Para cuando Clare se despertó en Southampton el día de la erupción, su feed de Twitter ya estaba lleno de discusiones e imágenes de satélite. A él y a gran parte del mundo exterior les tomó casi un día darse cuenta de que Tonga había perdido su internet. "Básicamente, la erupción ocurre, y 15 minutos después, el tráfico de internet cae a aproximadamente la mitad de lo que era, y luego una hora después, se aplana", señaló.
Fue entonces cuando el teléfono móvil de Sam Vea dejó de funcionar. Las líneas terrestres también fallaron porque, como en muchos países, las llamadas telefónicas de Tonga se enrutan a través de cables de datos. Desde Southampton, Clare podía ver imágenes de satélite que mostraban que la erupción había perdonado a Vava‘u, Tongatapu y otras islas del archipiélago de Tonga. Pero los tonganos mismos no tenían forma de saber esto. No podían comunicarse entre sí ni conocer las condiciones en otras partes de su pequeño país. "Durante una semana, no supe qué pasó con mi familia en Tongatapu", un hombre en Vava‘u me dijo. "Tengo un hermano en Nuku’alofa. Tuve que asumir que estaba bien". Otro dijo: "Pensamos que Tongatapu fue obliterada. Simplemente no había forma de saber lo contrario".
Vivimos con el internet en un estado extraño y contradictorio. Está en todas partes, disponible cuando lo queremos, como el aire que respiramos. Esto hace fácil pasar por alto no solo su forma física—vastas cantidades de metales y plásticos moldeados en cables, routers, centros de datos, servidores, torres y repetidores—sino también cuán central es para nuestras vidas. Se nos lleva a creer que el internet es solo una herramienta para correos electrónicos, aplicaciones, selfies, llamadas de Zoom y pestañas de navegador olvidadas. Su verdadera importancia solo se vuelve clara cuando algo se rompe, como el único cable que conecta a Tonga.

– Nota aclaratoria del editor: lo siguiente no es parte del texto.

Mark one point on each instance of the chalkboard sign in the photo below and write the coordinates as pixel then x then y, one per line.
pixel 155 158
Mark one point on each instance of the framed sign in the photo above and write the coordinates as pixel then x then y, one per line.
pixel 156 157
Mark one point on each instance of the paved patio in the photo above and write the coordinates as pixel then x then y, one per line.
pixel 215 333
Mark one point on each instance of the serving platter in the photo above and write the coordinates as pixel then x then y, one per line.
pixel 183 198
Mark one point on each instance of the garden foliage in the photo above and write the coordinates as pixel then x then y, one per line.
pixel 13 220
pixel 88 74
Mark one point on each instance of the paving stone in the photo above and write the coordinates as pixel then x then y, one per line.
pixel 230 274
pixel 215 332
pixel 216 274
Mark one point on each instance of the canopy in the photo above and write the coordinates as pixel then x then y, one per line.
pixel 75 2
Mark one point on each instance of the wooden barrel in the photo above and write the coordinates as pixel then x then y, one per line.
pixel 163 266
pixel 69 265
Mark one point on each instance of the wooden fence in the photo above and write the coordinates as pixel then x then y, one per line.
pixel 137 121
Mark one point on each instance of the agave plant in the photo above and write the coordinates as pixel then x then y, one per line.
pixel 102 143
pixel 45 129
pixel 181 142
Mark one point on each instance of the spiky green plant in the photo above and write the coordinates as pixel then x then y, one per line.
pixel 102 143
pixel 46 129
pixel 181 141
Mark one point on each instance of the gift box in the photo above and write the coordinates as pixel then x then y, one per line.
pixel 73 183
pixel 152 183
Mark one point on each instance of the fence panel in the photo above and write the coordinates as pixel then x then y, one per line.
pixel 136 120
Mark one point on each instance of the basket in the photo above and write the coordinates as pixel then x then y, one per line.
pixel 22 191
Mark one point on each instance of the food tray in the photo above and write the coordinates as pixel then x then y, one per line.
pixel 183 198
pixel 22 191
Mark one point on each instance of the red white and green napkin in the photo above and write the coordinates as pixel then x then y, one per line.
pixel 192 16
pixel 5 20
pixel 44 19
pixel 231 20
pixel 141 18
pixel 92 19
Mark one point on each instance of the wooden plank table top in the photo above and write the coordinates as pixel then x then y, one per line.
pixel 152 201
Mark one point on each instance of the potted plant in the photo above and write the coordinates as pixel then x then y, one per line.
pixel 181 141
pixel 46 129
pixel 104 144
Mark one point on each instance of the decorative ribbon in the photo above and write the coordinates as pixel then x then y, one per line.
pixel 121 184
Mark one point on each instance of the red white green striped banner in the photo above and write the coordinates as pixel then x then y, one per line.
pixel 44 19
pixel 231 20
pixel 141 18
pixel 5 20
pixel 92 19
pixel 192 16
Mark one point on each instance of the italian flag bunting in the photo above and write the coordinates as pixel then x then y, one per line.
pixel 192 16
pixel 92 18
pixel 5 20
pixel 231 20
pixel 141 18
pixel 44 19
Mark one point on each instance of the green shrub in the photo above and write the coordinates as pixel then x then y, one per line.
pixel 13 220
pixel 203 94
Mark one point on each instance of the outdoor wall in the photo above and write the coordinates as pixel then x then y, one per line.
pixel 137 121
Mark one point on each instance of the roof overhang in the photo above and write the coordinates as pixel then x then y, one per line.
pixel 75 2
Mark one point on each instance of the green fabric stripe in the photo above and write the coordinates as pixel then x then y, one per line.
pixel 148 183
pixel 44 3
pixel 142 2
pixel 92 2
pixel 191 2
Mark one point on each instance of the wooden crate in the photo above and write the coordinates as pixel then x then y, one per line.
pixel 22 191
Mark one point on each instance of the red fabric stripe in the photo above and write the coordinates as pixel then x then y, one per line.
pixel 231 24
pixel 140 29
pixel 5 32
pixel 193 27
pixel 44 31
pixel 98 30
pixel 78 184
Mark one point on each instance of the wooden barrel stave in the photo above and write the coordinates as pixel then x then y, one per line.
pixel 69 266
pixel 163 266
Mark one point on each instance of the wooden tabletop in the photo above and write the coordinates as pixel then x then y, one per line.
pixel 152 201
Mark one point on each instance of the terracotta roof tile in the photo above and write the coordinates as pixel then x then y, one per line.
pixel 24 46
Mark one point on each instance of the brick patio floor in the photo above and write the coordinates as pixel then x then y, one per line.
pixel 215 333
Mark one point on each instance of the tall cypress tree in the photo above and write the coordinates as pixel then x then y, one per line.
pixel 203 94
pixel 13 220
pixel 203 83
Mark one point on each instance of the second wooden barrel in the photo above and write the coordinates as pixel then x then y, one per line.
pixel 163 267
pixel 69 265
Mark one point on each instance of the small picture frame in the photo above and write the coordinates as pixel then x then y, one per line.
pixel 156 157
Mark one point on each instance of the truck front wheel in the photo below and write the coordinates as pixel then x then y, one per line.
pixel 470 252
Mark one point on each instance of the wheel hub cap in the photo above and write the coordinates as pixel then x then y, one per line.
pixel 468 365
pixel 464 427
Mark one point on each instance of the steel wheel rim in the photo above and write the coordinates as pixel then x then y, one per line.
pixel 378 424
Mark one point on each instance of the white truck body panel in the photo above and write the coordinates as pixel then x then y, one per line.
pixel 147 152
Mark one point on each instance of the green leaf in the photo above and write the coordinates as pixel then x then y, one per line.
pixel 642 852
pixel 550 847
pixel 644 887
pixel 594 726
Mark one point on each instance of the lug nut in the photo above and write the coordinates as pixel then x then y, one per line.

La comunicación fue la primera baja, por supuesto. En un desastre, incluso un simple mensaje de texto adquiere un peso serio: ¿Estás a salvo? ¿Sigue en pie tu casa? ¿Es potable el agua? Tonga depende en gran medida de Facebook Messenger, especialmente en sus islas exteriores donde el servicio telefónico es poco fiable. Sin él, la gente tenía que viajar por tierra, mar o aire para obtener información. Australia y Nueva Zelanda enviaron aviones de reconocimiento para que los pilotos pudieran evaluar los daños de primera mano.
El comercio se paralizó. En medio de la pandemia de Covid, DHL solo volaba un avión por semana a Tonga, pero sin internet, Vea no podía enviar o recibir manifiestos en línea. Los cajeros automáticos dejaron de funcionar porque los bancos no podían verificar los saldos de las cuentas—un problema mayor en una economía que aún depende del efectivo, poniendo los medios de vida de las personas en riesgo inmediato. Pescadores y agricultores no podían completar los formularios de cumplimiento y cuarentena necesarios para exportar sus productos como calabaza y fruta del pan. Los tonganos en el extranjero no podían enviar dinero a casa para mantener a sus familias, y en ese momento, las remesas constituían el 44% del PIB del país.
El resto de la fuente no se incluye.